Ok, It seems very odd

URL 1 = https://www.thekennelclub.org.uk/search/find-a-judge/?KeywordSearch=&Breed=&SelectedChampionshipActivities=&SelectedNonChampionshipActivities=&SelectedPanelAFieldTrials=Retriever&SelectedPanelBFieldTrials=&SelectedJcfLevels=&SelectedSearchOptions=&SelectedSearchOptionsNotActivity=Field+trials&Championship=False&NonChampionship=False&PanelA=True&PanelB=False&Location=&Distance=15&TotalResults=0&Sort=&SearchProfile=True&SelectedBestInBreedGroups=&SelectedBestInSubGroups=
URL 2 = https://www.thekennelclub.org.uk/search/find-a-judge/?KeywordSearch=&Breed=&SelectedChampionshipActivities=&SelectedNonChampionshipActivities=&SelectedPanelAFieldTrials=Spaniel&SelectedPanelBFieldTrials=&SelectedJcfLevels=&SelectedSearchOptions=&SelectedSearchOptionsNotActivity=Field+trials&Championship=False&NonChampionship=False&PanelA=True&PanelB=False&Location=&Distance=15&TotalResults=0&Sort=&SearchProfile=True&SelectedBestInBreedGroups=&SelectedBestInSubGroups=

When I paste each on in to a web browse I get different results back based on the search criteria of the web page.

I'm not understanding how this URL is working for some reason.
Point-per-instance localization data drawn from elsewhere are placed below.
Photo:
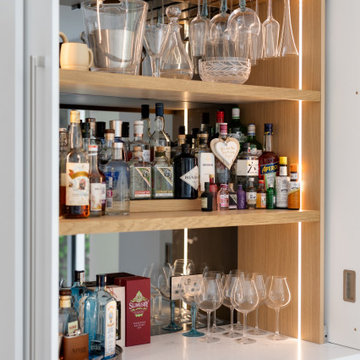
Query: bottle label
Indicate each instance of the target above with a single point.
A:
(77, 184)
(224, 201)
(110, 329)
(97, 196)
(282, 192)
(146, 155)
(206, 168)
(251, 197)
(248, 167)
(192, 178)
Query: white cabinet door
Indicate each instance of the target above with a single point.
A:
(342, 237)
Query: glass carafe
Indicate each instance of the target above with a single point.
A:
(176, 62)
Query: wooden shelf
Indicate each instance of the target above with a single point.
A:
(109, 90)
(174, 220)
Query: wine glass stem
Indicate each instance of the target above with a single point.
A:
(193, 316)
(277, 313)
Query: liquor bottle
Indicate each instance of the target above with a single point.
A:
(100, 320)
(246, 166)
(106, 150)
(261, 196)
(116, 125)
(68, 320)
(268, 161)
(222, 173)
(63, 135)
(223, 197)
(251, 194)
(294, 189)
(162, 174)
(117, 183)
(232, 197)
(241, 197)
(140, 175)
(207, 199)
(235, 126)
(213, 190)
(205, 160)
(282, 185)
(77, 173)
(186, 175)
(97, 184)
(139, 141)
(159, 136)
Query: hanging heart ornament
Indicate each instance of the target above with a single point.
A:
(226, 151)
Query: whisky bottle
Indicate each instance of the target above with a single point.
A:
(77, 173)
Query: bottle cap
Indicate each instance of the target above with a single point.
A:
(116, 125)
(75, 116)
(100, 129)
(283, 160)
(268, 129)
(125, 129)
(159, 109)
(205, 118)
(235, 112)
(145, 111)
(220, 116)
(251, 129)
(101, 280)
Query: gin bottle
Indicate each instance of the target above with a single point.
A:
(140, 176)
(77, 173)
(162, 174)
(100, 321)
(159, 136)
(117, 183)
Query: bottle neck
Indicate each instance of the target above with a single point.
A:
(75, 136)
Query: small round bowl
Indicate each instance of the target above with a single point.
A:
(229, 70)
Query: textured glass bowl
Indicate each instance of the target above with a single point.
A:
(229, 70)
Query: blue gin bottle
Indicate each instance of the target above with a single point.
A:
(100, 321)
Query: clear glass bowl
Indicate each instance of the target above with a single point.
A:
(229, 70)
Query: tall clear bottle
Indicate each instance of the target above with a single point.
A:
(100, 321)
(140, 176)
(97, 184)
(77, 173)
(117, 183)
(63, 151)
(175, 62)
(159, 136)
(162, 176)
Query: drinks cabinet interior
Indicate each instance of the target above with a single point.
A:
(288, 92)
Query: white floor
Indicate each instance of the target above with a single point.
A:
(177, 347)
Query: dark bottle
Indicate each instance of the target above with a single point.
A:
(186, 174)
(207, 199)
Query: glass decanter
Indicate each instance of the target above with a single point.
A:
(176, 63)
(198, 35)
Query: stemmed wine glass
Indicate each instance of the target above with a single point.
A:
(209, 299)
(164, 287)
(230, 282)
(245, 299)
(261, 289)
(189, 289)
(278, 297)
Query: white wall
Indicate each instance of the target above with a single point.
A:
(342, 225)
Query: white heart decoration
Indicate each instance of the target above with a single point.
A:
(226, 151)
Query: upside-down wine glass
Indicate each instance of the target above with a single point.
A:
(209, 299)
(278, 297)
(230, 282)
(245, 299)
(189, 289)
(261, 288)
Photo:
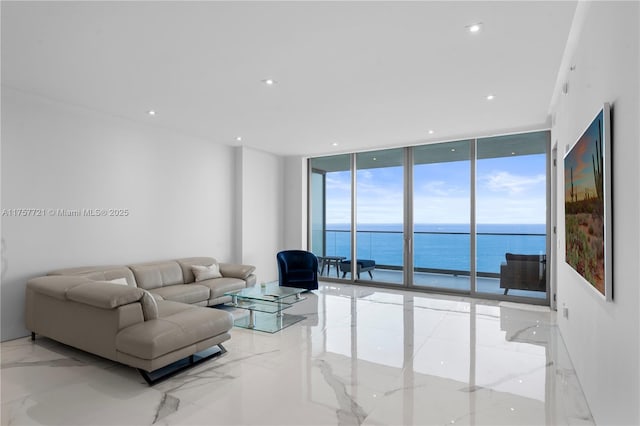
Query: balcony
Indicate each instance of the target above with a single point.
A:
(441, 259)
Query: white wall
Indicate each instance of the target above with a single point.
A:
(295, 201)
(179, 192)
(261, 195)
(603, 338)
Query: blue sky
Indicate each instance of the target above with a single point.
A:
(509, 190)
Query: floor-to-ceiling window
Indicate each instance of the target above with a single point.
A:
(511, 214)
(330, 213)
(380, 215)
(441, 215)
(465, 216)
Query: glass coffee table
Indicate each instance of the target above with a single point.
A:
(265, 306)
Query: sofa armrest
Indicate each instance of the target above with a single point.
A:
(55, 286)
(236, 270)
(104, 295)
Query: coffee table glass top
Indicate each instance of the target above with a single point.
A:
(271, 292)
(265, 304)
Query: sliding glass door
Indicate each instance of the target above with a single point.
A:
(330, 213)
(511, 215)
(441, 215)
(380, 216)
(466, 216)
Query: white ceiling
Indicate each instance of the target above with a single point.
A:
(362, 74)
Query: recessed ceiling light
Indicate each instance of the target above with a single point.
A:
(474, 28)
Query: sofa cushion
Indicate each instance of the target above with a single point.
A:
(187, 262)
(100, 273)
(206, 272)
(219, 286)
(55, 286)
(157, 274)
(104, 294)
(184, 293)
(152, 339)
(149, 306)
(234, 270)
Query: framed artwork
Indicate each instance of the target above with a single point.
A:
(587, 205)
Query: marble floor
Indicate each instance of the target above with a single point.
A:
(363, 356)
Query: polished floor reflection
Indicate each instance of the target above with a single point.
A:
(363, 356)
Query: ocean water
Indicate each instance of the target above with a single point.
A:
(439, 246)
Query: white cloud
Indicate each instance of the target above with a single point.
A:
(510, 183)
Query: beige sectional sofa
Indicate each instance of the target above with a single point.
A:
(146, 315)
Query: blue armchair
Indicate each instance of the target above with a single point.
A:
(298, 268)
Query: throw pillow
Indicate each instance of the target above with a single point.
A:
(206, 272)
(149, 306)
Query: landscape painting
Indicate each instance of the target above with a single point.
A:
(588, 205)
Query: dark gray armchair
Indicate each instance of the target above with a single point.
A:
(298, 268)
(524, 272)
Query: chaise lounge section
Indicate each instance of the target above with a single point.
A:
(147, 316)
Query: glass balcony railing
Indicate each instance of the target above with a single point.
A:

Which part of the URL gets checked as these two URL's are different after the from the following point

 https://www.thekennelclub.org.uk/search/find-a-judge/?KeywordSearch=&Breed=&SelectedChampionshipActivities=&SelectedNonChampionshipActivities=&SelectedPanelAFieldTrials=

The first URL then has "Retriever&SelectedPanelBFieldTrials......etc"

The second URL then has "Spaniel&SelectedPanelBFieldTrials....... etc"

Thanks for your help

@DaveJ19 The scraper traverses pages in pseudo-random order, the order of records in the scraped data will not correspond to the order of start URLs for the sitemap and may change when new start URLs are added - unfortunately, it is currently not possible to change this behavior.